- Abbreviation: CNC
- Founder: Ponnambalam Arunachalam
- Founded: 11 December 1919
- Dissolved: 1947
- Succeeded by: United National Party
- Ideology: Sri Lankan independence Nationalism Anti-imperialism
- Political position: Centre-right

= Ceylon National Congress =

The Ceylon National Congress (Sinhala: ලංකා ජාතික කොන්ග්‍රසය Lanka Jathika Kongrasaya) (CNC) was a political party in colonial-era Ceylon founded on 11 December 1919. It was founded during a period when nationalism and support for the Sri Lankan independence movement grew quite intensely amidst British colonial rule in Ceylon. It was formed by members of the Ceylon National Association (founded in 1888) and the Ceylon Reform League (founded in 1917).
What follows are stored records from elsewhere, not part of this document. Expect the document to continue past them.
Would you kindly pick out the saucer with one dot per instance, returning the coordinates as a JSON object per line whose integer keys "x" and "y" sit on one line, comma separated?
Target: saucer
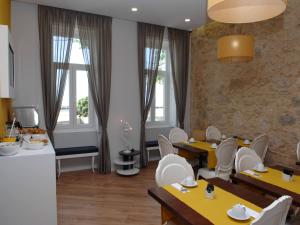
{"x": 195, "y": 184}
{"x": 261, "y": 171}
{"x": 240, "y": 218}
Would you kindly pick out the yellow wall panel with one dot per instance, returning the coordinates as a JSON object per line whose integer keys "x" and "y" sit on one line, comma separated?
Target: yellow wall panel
{"x": 5, "y": 104}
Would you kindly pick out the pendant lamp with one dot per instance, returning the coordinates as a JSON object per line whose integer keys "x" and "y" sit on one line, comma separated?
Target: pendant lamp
{"x": 244, "y": 11}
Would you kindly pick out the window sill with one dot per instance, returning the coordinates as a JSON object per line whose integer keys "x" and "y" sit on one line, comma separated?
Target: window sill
{"x": 77, "y": 130}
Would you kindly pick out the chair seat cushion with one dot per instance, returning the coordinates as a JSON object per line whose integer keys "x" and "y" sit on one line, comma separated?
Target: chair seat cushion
{"x": 151, "y": 144}
{"x": 76, "y": 150}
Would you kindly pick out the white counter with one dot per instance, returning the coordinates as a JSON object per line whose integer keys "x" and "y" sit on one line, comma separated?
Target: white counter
{"x": 28, "y": 188}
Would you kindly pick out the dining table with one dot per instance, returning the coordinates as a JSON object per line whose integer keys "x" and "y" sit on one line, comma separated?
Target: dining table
{"x": 271, "y": 182}
{"x": 203, "y": 150}
{"x": 193, "y": 208}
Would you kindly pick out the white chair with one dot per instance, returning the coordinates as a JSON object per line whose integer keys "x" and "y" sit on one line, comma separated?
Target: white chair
{"x": 260, "y": 146}
{"x": 298, "y": 151}
{"x": 225, "y": 154}
{"x": 246, "y": 159}
{"x": 172, "y": 169}
{"x": 165, "y": 146}
{"x": 274, "y": 214}
{"x": 177, "y": 135}
{"x": 212, "y": 133}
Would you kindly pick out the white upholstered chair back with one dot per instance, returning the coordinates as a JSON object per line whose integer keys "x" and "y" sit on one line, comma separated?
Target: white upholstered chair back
{"x": 275, "y": 213}
{"x": 246, "y": 159}
{"x": 177, "y": 135}
{"x": 298, "y": 151}
{"x": 165, "y": 146}
{"x": 260, "y": 145}
{"x": 225, "y": 153}
{"x": 212, "y": 133}
{"x": 172, "y": 169}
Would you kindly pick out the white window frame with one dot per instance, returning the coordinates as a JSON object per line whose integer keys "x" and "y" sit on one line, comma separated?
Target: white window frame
{"x": 72, "y": 125}
{"x": 168, "y": 92}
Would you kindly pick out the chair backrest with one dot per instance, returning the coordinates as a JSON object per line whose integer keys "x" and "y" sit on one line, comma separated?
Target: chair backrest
{"x": 165, "y": 146}
{"x": 172, "y": 169}
{"x": 246, "y": 159}
{"x": 212, "y": 133}
{"x": 260, "y": 145}
{"x": 225, "y": 153}
{"x": 177, "y": 135}
{"x": 298, "y": 151}
{"x": 275, "y": 213}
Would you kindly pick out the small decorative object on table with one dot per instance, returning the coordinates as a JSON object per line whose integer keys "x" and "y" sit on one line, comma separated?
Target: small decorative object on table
{"x": 287, "y": 174}
{"x": 127, "y": 163}
{"x": 210, "y": 191}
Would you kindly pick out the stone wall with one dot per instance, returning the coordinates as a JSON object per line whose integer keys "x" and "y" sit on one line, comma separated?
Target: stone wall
{"x": 261, "y": 96}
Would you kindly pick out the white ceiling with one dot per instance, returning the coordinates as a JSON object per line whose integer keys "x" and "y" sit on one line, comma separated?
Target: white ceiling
{"x": 163, "y": 12}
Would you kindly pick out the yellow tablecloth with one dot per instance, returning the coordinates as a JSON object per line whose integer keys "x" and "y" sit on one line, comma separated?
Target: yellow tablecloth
{"x": 211, "y": 155}
{"x": 214, "y": 210}
{"x": 274, "y": 177}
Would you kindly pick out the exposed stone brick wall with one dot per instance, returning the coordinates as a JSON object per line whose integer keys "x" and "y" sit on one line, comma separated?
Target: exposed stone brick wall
{"x": 246, "y": 99}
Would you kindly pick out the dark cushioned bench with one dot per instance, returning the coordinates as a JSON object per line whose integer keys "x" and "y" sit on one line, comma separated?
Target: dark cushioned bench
{"x": 151, "y": 146}
{"x": 76, "y": 152}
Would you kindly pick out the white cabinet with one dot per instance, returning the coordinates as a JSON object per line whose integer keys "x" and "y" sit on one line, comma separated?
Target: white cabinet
{"x": 28, "y": 188}
{"x": 7, "y": 73}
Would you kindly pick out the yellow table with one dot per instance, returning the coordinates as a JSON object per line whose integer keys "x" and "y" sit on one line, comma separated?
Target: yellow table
{"x": 214, "y": 210}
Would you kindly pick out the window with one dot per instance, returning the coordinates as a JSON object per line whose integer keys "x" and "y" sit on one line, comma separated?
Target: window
{"x": 76, "y": 110}
{"x": 162, "y": 111}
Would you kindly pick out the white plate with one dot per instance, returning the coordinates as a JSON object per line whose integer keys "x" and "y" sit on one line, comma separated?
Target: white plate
{"x": 240, "y": 218}
{"x": 261, "y": 171}
{"x": 195, "y": 184}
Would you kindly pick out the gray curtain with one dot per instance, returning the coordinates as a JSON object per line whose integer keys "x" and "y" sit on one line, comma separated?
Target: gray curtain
{"x": 56, "y": 31}
{"x": 150, "y": 39}
{"x": 179, "y": 44}
{"x": 95, "y": 37}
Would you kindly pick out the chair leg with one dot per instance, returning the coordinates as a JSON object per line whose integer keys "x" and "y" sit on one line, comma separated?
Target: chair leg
{"x": 59, "y": 168}
{"x": 93, "y": 163}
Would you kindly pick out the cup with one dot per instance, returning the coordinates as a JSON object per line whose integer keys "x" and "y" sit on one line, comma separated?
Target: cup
{"x": 189, "y": 180}
{"x": 192, "y": 140}
{"x": 260, "y": 167}
{"x": 209, "y": 195}
{"x": 239, "y": 210}
{"x": 214, "y": 145}
{"x": 247, "y": 142}
{"x": 287, "y": 177}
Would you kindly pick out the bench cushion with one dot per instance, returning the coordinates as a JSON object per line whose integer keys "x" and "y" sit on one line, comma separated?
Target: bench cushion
{"x": 151, "y": 144}
{"x": 75, "y": 150}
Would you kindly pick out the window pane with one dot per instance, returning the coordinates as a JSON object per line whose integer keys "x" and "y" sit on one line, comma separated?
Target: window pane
{"x": 64, "y": 114}
{"x": 76, "y": 53}
{"x": 160, "y": 97}
{"x": 82, "y": 97}
{"x": 159, "y": 114}
{"x": 163, "y": 60}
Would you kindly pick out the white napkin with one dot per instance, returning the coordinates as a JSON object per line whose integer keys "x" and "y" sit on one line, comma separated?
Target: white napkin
{"x": 251, "y": 173}
{"x": 180, "y": 188}
{"x": 252, "y": 213}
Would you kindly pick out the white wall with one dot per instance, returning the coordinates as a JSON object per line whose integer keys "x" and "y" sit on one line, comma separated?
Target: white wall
{"x": 124, "y": 84}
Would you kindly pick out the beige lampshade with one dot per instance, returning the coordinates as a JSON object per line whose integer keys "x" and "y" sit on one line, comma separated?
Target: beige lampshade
{"x": 244, "y": 11}
{"x": 236, "y": 48}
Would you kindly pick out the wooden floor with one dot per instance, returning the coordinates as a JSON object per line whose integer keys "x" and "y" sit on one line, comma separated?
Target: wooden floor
{"x": 85, "y": 198}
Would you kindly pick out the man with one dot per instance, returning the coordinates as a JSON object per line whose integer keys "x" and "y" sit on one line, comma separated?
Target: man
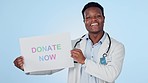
{"x": 98, "y": 58}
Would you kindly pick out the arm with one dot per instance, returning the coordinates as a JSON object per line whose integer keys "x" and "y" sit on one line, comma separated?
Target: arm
{"x": 110, "y": 71}
{"x": 19, "y": 62}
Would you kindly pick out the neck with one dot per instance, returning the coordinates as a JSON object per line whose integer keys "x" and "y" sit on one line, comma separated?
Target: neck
{"x": 95, "y": 37}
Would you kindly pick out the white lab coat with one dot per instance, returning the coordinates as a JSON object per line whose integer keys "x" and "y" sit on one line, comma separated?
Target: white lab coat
{"x": 105, "y": 73}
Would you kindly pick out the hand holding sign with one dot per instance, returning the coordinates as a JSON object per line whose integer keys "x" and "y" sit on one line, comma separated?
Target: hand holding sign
{"x": 46, "y": 52}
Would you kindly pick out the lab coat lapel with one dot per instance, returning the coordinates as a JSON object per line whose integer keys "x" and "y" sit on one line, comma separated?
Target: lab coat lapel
{"x": 103, "y": 47}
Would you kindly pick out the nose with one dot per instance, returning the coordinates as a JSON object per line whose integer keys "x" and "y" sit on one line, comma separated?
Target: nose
{"x": 94, "y": 18}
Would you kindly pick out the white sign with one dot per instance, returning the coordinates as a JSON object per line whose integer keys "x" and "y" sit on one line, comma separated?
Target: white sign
{"x": 46, "y": 52}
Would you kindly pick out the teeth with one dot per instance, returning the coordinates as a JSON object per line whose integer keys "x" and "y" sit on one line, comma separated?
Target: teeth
{"x": 93, "y": 24}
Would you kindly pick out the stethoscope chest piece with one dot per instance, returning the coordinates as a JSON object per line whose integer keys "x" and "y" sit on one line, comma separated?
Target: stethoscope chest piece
{"x": 103, "y": 59}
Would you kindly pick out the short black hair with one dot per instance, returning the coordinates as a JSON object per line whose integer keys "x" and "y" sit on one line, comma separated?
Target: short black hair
{"x": 92, "y": 4}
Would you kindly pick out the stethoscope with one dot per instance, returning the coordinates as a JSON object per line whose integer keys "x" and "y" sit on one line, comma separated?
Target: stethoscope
{"x": 103, "y": 59}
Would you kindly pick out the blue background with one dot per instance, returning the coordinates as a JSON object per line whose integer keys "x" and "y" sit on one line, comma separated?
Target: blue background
{"x": 126, "y": 21}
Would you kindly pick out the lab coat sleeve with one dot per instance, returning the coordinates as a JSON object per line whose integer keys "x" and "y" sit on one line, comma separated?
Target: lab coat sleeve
{"x": 113, "y": 68}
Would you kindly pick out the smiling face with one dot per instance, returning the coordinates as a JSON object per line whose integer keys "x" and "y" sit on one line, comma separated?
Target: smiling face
{"x": 94, "y": 20}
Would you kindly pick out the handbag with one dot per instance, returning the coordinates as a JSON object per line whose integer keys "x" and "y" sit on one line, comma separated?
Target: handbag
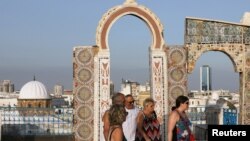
{"x": 191, "y": 137}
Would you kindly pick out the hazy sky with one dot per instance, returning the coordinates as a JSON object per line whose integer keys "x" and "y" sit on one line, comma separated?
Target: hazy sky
{"x": 37, "y": 38}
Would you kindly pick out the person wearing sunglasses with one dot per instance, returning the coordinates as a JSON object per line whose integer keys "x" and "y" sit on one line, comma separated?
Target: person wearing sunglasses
{"x": 119, "y": 99}
{"x": 117, "y": 115}
{"x": 129, "y": 126}
{"x": 148, "y": 126}
{"x": 178, "y": 121}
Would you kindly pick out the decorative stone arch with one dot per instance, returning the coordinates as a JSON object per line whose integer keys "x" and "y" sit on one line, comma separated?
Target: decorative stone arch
{"x": 136, "y": 10}
{"x": 157, "y": 62}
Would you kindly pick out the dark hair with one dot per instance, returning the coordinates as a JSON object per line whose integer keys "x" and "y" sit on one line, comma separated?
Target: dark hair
{"x": 117, "y": 113}
{"x": 181, "y": 99}
{"x": 148, "y": 100}
{"x": 118, "y": 98}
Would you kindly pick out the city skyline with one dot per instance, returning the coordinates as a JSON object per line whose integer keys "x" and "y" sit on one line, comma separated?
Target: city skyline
{"x": 37, "y": 38}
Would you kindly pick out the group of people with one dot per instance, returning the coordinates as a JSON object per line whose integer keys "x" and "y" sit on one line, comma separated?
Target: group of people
{"x": 125, "y": 122}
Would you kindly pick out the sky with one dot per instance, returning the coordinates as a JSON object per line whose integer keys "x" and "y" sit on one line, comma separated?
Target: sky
{"x": 37, "y": 39}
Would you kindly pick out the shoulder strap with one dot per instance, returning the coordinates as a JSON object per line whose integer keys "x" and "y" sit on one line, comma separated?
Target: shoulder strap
{"x": 185, "y": 123}
{"x": 111, "y": 131}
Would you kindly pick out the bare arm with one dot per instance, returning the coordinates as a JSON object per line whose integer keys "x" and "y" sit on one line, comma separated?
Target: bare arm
{"x": 139, "y": 126}
{"x": 173, "y": 118}
{"x": 105, "y": 120}
{"x": 117, "y": 134}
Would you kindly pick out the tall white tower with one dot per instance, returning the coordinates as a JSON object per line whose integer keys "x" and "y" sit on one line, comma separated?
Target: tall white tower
{"x": 205, "y": 78}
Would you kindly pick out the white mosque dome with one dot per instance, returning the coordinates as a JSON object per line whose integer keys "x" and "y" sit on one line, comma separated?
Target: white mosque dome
{"x": 34, "y": 90}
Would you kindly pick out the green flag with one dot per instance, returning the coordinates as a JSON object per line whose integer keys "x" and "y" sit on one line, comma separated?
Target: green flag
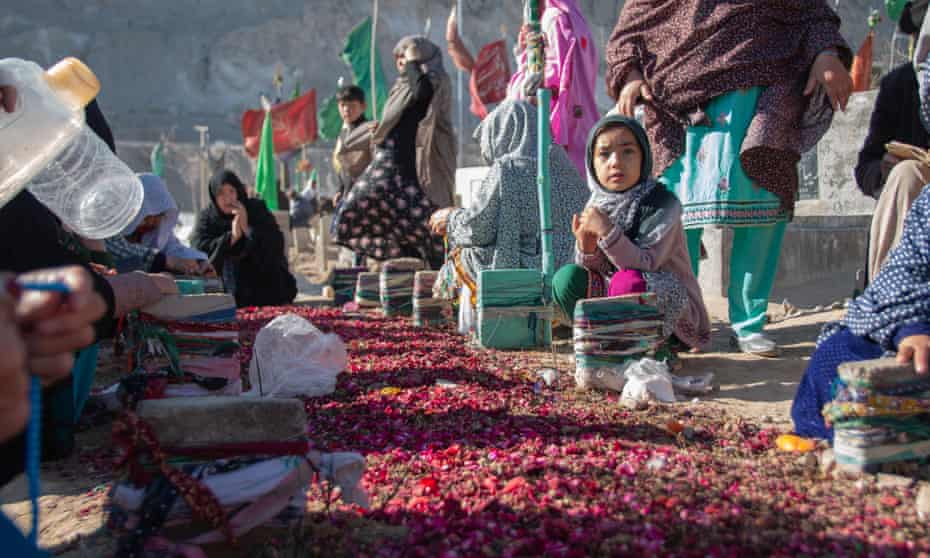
{"x": 328, "y": 119}
{"x": 357, "y": 54}
{"x": 894, "y": 8}
{"x": 158, "y": 160}
{"x": 265, "y": 183}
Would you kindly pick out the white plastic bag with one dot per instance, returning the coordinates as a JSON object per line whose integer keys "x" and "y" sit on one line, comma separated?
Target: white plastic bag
{"x": 292, "y": 358}
{"x": 648, "y": 379}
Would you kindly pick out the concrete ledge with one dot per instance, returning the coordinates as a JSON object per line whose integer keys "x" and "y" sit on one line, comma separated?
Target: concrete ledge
{"x": 822, "y": 254}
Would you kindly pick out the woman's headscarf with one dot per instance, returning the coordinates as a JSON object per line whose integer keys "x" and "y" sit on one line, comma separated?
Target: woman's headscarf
{"x": 621, "y": 207}
{"x": 511, "y": 132}
{"x": 157, "y": 201}
{"x": 216, "y": 183}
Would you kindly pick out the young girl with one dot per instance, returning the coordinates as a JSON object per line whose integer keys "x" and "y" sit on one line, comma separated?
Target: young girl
{"x": 630, "y": 239}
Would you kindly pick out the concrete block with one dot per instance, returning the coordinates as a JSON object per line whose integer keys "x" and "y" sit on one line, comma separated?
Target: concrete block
{"x": 923, "y": 501}
{"x": 885, "y": 480}
{"x": 877, "y": 373}
{"x": 198, "y": 421}
{"x": 827, "y": 461}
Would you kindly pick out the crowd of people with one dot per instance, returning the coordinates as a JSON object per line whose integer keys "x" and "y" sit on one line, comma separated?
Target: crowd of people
{"x": 730, "y": 95}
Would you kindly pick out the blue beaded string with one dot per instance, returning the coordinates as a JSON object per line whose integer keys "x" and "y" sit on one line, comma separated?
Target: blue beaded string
{"x": 33, "y": 454}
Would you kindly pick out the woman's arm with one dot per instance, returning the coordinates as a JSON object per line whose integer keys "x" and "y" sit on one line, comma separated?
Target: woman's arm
{"x": 623, "y": 253}
{"x": 477, "y": 225}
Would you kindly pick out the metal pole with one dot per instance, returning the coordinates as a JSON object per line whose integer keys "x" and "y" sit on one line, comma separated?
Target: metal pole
{"x": 460, "y": 91}
{"x": 374, "y": 57}
{"x": 203, "y": 169}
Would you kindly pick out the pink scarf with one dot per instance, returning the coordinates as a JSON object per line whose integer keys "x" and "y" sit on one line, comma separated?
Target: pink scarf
{"x": 571, "y": 73}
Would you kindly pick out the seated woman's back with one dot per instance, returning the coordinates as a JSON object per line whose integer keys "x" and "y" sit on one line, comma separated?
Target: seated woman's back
{"x": 502, "y": 227}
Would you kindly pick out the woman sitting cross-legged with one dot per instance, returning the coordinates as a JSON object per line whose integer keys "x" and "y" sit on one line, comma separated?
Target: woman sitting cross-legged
{"x": 245, "y": 245}
{"x": 149, "y": 243}
{"x": 500, "y": 229}
{"x": 891, "y": 316}
{"x": 630, "y": 239}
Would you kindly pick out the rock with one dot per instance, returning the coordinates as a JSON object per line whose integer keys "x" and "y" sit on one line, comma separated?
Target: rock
{"x": 198, "y": 421}
{"x": 827, "y": 461}
{"x": 923, "y": 501}
{"x": 891, "y": 481}
{"x": 808, "y": 460}
{"x": 634, "y": 404}
{"x": 656, "y": 463}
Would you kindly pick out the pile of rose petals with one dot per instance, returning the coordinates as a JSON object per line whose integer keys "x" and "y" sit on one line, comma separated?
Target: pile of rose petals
{"x": 469, "y": 456}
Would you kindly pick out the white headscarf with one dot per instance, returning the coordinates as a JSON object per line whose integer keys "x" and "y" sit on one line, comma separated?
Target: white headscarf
{"x": 157, "y": 200}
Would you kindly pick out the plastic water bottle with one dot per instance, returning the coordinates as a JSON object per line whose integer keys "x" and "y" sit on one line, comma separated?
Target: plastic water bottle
{"x": 46, "y": 146}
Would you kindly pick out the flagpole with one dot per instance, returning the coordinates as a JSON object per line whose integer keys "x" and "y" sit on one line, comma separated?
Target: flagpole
{"x": 374, "y": 56}
{"x": 460, "y": 87}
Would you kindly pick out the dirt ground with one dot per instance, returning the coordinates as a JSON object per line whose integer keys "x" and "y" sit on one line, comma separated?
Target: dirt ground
{"x": 759, "y": 389}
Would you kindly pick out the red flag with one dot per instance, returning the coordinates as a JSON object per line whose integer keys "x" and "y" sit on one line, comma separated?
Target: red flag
{"x": 294, "y": 124}
{"x": 861, "y": 71}
{"x": 489, "y": 77}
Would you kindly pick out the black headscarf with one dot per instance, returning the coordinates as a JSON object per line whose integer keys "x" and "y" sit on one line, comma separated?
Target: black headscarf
{"x": 97, "y": 122}
{"x": 216, "y": 182}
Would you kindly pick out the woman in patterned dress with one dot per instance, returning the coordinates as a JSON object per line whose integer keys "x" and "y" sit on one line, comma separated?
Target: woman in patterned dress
{"x": 385, "y": 214}
{"x": 891, "y": 317}
{"x": 733, "y": 93}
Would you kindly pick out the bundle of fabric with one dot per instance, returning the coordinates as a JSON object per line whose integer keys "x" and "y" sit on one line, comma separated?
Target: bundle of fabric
{"x": 397, "y": 285}
{"x": 428, "y": 310}
{"x": 610, "y": 334}
{"x": 237, "y": 471}
{"x": 511, "y": 313}
{"x": 368, "y": 290}
{"x": 178, "y": 358}
{"x": 343, "y": 283}
{"x": 880, "y": 413}
{"x": 205, "y": 285}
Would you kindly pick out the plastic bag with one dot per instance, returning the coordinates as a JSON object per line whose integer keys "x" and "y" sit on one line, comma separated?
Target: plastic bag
{"x": 292, "y": 358}
{"x": 648, "y": 379}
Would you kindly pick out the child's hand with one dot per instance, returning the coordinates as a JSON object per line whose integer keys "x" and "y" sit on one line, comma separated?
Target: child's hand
{"x": 595, "y": 221}
{"x": 587, "y": 241}
{"x": 916, "y": 349}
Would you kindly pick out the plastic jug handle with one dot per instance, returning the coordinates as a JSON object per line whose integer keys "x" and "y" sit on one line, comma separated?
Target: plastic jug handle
{"x": 7, "y": 118}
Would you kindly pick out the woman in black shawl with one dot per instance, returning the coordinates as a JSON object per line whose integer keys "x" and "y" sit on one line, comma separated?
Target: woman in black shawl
{"x": 244, "y": 244}
{"x": 385, "y": 215}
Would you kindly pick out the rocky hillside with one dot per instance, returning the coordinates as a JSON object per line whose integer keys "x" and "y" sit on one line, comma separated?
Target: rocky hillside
{"x": 166, "y": 66}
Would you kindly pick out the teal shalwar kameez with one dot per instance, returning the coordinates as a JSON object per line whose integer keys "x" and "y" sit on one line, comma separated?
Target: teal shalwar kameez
{"x": 714, "y": 190}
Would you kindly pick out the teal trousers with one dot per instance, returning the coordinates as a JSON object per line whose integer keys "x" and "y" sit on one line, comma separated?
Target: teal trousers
{"x": 753, "y": 263}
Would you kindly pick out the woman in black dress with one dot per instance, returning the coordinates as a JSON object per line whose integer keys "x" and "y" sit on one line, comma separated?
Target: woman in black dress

The Ceylon National Congress played an instrumental role in the Sri Lankan independence movement. Sir Ponnambalam Arunachalam was the founding president of the party. In October 1920, Sir James Peiris was elected president, staunchly supported by F. R. Senanayake and future prime minister D. S. Senanayake. Other former presidents include D. B. Jayatilaka, E. W. Perera, C. W. W. Kannangara, Patrick de Silva Kularatne, H. W. Amarasuriya, W. A. de Silva, George E. de Silva and Edwin Wijeyeratne. The Ceylon National Congress would pave the way for the formation of the United National Party. In 1943, D. S. Senanayake resigned from the Congress because he disagreed with its revised aim of achieving full freedom from the British Empire, preferring the Dominion status.